[LLVMdev] Range Analysis GSoC 2011 Proposal

[John Criswell]

Dear Douglas,

Comments below.

On 3/23/11 8:06 AM, Douglas do Couto Teixeira wrote:
> Dear LLVM community,
>
> I would like to contribute to LLVM in the Google Summer of Code 
> project. My proposal is listed below. Please let me know your comments.
>
>
>   Adding Range Analysis to LLVM
>
>
>
> Abstract
>
> The objective of this work is patch our implementation of range 
> analysis into LLVM. I have a running implementation of range

Say "working implementing" instead of "running implementation."

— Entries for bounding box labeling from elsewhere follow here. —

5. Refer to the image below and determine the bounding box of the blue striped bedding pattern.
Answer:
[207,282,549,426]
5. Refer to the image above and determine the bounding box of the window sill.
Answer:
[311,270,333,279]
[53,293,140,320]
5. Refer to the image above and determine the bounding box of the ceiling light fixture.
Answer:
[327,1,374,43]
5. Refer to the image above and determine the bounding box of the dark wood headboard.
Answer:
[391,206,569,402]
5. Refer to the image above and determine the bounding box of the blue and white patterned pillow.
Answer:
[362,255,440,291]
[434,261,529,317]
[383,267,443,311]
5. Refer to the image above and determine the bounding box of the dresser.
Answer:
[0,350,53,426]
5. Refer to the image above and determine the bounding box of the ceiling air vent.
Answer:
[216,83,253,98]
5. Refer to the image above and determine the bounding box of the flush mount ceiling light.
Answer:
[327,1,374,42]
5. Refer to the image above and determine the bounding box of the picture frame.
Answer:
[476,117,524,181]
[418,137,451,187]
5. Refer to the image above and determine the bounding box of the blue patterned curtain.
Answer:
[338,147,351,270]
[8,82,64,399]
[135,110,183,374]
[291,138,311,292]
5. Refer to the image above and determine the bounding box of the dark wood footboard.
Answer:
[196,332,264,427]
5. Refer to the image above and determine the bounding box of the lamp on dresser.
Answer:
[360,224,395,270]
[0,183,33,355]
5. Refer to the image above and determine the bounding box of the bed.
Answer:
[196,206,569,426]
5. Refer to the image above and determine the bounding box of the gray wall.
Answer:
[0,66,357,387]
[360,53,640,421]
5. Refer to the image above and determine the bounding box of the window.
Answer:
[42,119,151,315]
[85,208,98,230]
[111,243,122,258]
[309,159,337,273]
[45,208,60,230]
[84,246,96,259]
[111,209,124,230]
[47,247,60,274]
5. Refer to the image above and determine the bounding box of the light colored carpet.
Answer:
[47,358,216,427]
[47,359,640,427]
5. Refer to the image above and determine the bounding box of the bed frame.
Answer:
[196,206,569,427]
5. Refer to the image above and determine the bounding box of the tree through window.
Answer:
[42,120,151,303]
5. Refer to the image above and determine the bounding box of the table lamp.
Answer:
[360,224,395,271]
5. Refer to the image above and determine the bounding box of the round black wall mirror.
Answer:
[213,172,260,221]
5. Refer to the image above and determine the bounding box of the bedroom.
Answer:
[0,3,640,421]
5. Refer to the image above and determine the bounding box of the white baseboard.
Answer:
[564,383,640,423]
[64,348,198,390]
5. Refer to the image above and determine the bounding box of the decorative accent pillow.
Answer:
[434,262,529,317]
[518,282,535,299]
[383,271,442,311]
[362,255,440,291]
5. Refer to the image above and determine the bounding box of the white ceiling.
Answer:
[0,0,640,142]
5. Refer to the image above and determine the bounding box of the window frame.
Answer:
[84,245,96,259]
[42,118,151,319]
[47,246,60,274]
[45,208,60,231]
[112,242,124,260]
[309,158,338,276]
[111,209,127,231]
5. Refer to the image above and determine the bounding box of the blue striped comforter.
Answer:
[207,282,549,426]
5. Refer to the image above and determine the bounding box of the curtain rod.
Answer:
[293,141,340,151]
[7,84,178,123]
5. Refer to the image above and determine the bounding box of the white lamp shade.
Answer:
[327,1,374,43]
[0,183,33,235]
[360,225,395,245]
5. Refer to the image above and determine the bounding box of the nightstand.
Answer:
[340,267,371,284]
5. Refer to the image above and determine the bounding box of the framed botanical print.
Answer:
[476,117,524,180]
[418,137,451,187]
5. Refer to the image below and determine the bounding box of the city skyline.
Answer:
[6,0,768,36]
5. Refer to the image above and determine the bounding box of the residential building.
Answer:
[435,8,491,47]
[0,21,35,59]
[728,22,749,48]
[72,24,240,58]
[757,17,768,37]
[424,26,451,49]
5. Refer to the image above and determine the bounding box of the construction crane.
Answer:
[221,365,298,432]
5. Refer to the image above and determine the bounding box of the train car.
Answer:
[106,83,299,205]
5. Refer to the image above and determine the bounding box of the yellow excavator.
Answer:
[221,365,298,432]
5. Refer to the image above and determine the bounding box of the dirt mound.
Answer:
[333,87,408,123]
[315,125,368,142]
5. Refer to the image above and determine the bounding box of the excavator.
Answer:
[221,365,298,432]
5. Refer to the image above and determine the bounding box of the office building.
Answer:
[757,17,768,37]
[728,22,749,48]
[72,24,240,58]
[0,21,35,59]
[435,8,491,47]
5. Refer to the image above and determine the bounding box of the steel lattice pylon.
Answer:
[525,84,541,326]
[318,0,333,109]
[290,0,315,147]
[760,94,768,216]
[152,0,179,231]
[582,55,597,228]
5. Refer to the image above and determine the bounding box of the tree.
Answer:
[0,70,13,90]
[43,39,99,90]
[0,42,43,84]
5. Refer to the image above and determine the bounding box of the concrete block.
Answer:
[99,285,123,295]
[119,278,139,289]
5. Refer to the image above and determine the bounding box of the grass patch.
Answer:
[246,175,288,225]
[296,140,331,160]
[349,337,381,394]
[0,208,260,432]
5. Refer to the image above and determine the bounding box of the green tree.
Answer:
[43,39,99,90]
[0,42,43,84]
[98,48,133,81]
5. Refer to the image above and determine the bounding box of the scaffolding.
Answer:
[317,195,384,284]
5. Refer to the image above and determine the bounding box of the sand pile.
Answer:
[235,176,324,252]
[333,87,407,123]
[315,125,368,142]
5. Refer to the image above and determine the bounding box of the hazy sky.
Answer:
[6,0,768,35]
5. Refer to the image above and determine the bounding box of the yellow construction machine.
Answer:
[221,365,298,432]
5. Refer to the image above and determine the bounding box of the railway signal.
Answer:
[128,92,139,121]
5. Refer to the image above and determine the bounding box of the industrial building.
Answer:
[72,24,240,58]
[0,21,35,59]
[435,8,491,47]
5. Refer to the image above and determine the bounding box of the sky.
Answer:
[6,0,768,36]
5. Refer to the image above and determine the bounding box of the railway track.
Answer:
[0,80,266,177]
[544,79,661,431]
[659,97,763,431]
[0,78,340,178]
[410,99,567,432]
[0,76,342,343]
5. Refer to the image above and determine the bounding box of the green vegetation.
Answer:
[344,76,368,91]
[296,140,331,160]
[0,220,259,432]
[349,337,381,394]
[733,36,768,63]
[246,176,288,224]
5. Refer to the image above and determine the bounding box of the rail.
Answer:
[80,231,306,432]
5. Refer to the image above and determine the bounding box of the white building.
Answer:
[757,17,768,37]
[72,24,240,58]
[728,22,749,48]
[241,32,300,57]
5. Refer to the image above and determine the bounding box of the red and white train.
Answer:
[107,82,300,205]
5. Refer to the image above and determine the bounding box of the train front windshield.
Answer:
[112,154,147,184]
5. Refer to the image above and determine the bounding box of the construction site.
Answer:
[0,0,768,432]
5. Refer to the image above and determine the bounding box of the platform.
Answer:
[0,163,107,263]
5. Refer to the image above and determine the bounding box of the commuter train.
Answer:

> analysis in LLVM, but it is not currently part of the main 
> distribution. I propose to integrate our range analysis implementation 
> into the Lazy Value Info (LVI) interface that LLVM provides. Range 
> analysis finds the intervals of values that may be bound to the 
> integer variables during the execution of programs and is useful in 
> several scenarios: constant propagation, detection of potential buffer 
> overflow attacks, dead branch elimination, array bound check 
> elimination, elimination of overflow tests in scripting languages such 
> as JavaScript and Lua, etc.
>
>
> Objective
>
> The objective of this project is to augment LLVM with range analysis. 
> We will do this integration by patching the current implementation of 
> range analysis that we have onto the Lazy Value Info (LVI) interface 
> that LLVM already provides. In addition, we will develop new 
> optimizations using LVI. In particular, we will provide a pass that 
> performs conditional constant propagation [5], and elimination of 
> dead-branches.
>
> Criteria of Success
>
>     * To improve substantially the precision of the current
>       implementation of LVI. Currently, LVI’s interface only allows a
>       client to know if a variable contains a constant. We want to
>       allow LVI to report that a variable either contains a constant,
>       or a known-range.
>     * To improve the current implementation of constant propagation
>       that LLVM uses. We hope to obtain a small performance gain on
>       the C benchmarks in the LLVM test suite, and a larger gain on
>       Java programs that are compiled using VMKit.
>     * To improve the implementation of JumpThreading, in such a way
>       that more dead-branches will be eliminated. Again, we hope to
>       achieve a small speed-up on the C benchmarks, and a larger
>       speed-up on the Java benchmarks.
>
>
>
> Background
>
> Range Analysis is a technique that maps integer variables to the 
> possible ranges of values that they may assume through out 

throughout is a single word in this instance.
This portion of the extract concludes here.